Chapter XXV: Theories of Knowledge - Summary

Such social divisions as interfere with free and full intercourse react to make the intelligence and knowing of members of the separated classes one sided. Those whose experience has to do with utilities cut off from the larger end they subserve are practical empiricists; those who enjoy the contemplation of a realm of meanings in whose active production they have had no share are practical rationalists. Those who come in direct contact with things and have to adapt their activities to them immediately are, in effect, realists; those who isolate the meanings of these things and put them in a religious or so-called spiritual world aloof from things are, in effect, idealists. Those concerned with progress, who are striving to change received beliefs, emphasize the individual factor in knowing; those whose chief business it is to withstand change and conserve received truth emphasize the universal and the fixed—and so on.
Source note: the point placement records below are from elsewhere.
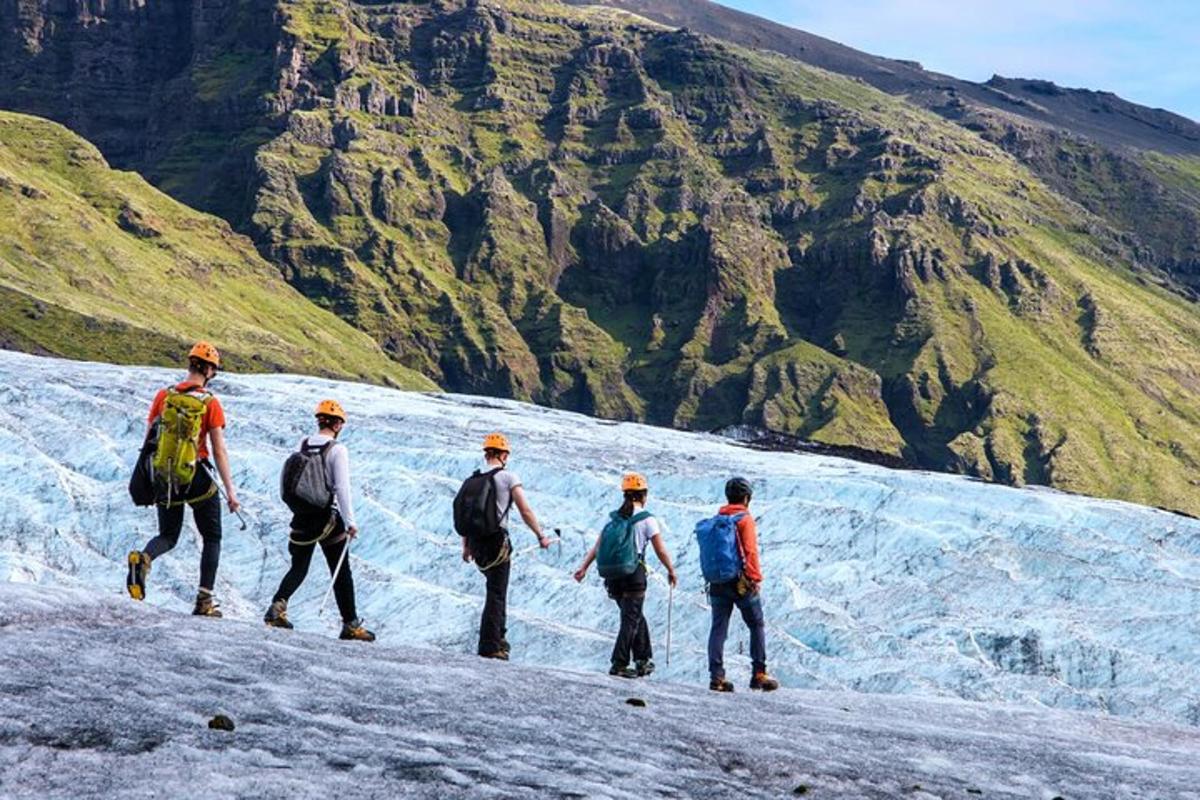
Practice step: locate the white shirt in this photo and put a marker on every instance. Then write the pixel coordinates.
(645, 530)
(505, 482)
(337, 475)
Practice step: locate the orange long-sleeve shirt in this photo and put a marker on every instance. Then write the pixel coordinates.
(748, 541)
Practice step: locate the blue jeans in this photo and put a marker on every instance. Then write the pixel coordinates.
(723, 597)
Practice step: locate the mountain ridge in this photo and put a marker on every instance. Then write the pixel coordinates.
(592, 211)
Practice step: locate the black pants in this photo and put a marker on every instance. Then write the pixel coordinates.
(634, 636)
(343, 584)
(207, 515)
(493, 625)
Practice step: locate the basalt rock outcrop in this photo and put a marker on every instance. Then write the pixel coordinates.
(593, 211)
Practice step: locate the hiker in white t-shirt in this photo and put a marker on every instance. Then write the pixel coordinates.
(621, 555)
(485, 537)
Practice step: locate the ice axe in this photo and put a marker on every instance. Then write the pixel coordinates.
(532, 548)
(223, 495)
(670, 606)
(333, 579)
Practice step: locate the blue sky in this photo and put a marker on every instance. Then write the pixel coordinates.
(1147, 52)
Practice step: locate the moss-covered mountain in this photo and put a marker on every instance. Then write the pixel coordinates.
(589, 210)
(97, 264)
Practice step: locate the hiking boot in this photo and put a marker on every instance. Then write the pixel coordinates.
(353, 631)
(763, 681)
(623, 671)
(205, 605)
(277, 614)
(136, 578)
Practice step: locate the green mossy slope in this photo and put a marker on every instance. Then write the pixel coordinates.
(97, 264)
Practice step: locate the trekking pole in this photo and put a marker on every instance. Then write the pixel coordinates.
(221, 492)
(670, 606)
(537, 547)
(346, 551)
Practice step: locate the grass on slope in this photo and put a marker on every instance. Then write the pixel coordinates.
(97, 264)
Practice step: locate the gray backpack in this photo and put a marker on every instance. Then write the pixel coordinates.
(303, 483)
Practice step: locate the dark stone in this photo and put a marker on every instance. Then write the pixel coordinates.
(221, 722)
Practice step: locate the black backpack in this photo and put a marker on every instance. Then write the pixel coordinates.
(475, 516)
(303, 482)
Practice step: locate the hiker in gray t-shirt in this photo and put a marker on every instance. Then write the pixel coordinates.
(495, 563)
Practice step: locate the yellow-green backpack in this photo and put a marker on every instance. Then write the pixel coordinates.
(179, 438)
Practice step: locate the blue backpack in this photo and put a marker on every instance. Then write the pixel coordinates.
(719, 557)
(617, 555)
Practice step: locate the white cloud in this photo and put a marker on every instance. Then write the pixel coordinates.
(1149, 52)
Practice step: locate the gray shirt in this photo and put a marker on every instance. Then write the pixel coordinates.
(505, 482)
(337, 475)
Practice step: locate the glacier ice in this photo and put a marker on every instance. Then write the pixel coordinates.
(126, 716)
(877, 581)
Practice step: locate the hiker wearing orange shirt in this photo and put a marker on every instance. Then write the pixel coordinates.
(179, 404)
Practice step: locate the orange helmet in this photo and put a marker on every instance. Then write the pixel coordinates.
(634, 482)
(330, 408)
(207, 353)
(496, 441)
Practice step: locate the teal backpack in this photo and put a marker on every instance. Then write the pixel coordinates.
(617, 555)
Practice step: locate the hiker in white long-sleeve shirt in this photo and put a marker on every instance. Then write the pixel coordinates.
(333, 528)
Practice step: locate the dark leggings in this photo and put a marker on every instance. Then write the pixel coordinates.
(343, 585)
(493, 624)
(207, 515)
(634, 636)
(635, 633)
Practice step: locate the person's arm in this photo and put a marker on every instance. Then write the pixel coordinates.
(340, 465)
(221, 456)
(155, 409)
(748, 539)
(660, 549)
(522, 505)
(587, 561)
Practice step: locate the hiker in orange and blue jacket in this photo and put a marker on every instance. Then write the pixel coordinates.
(742, 591)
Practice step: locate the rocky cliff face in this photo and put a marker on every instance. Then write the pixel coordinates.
(588, 210)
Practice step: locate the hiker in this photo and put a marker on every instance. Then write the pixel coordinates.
(619, 553)
(729, 558)
(185, 423)
(480, 515)
(322, 513)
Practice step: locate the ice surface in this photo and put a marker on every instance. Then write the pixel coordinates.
(877, 581)
(101, 697)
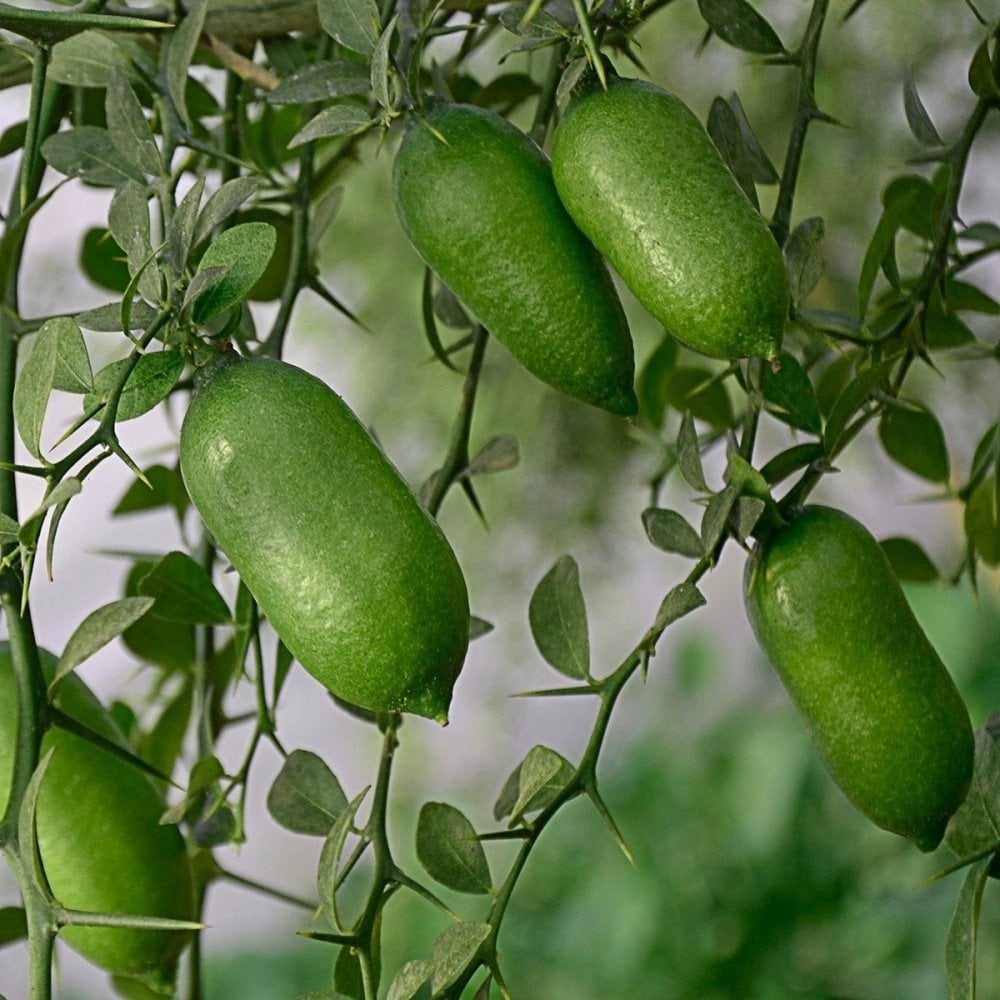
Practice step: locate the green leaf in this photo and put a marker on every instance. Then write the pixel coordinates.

Philosophic systems in their opposed theories of knowledge present an explicit formulation of the traits characteristic of these cut-off and one-sided segments of experience—one sided because barriers to intercourse prevent the experience of one from being enriched and supplemented by that of others who are differently situated.

In an analogous way, since democracy stands in principle for free interchange, for social continuity, it must develop a theory of knowledge which sees in knowledge the method by which one experience is made available in giving direction and meaning to another. The recent advances in physiology, biology, and the logic of the experimental sciences supply the specific intellectual instrumentalities demanded to work out and formulate such a theory. Their educational equivalent is the connection of the acquisition of knowledge in the schools with activities, or occupations, carried on in a medium of associated life.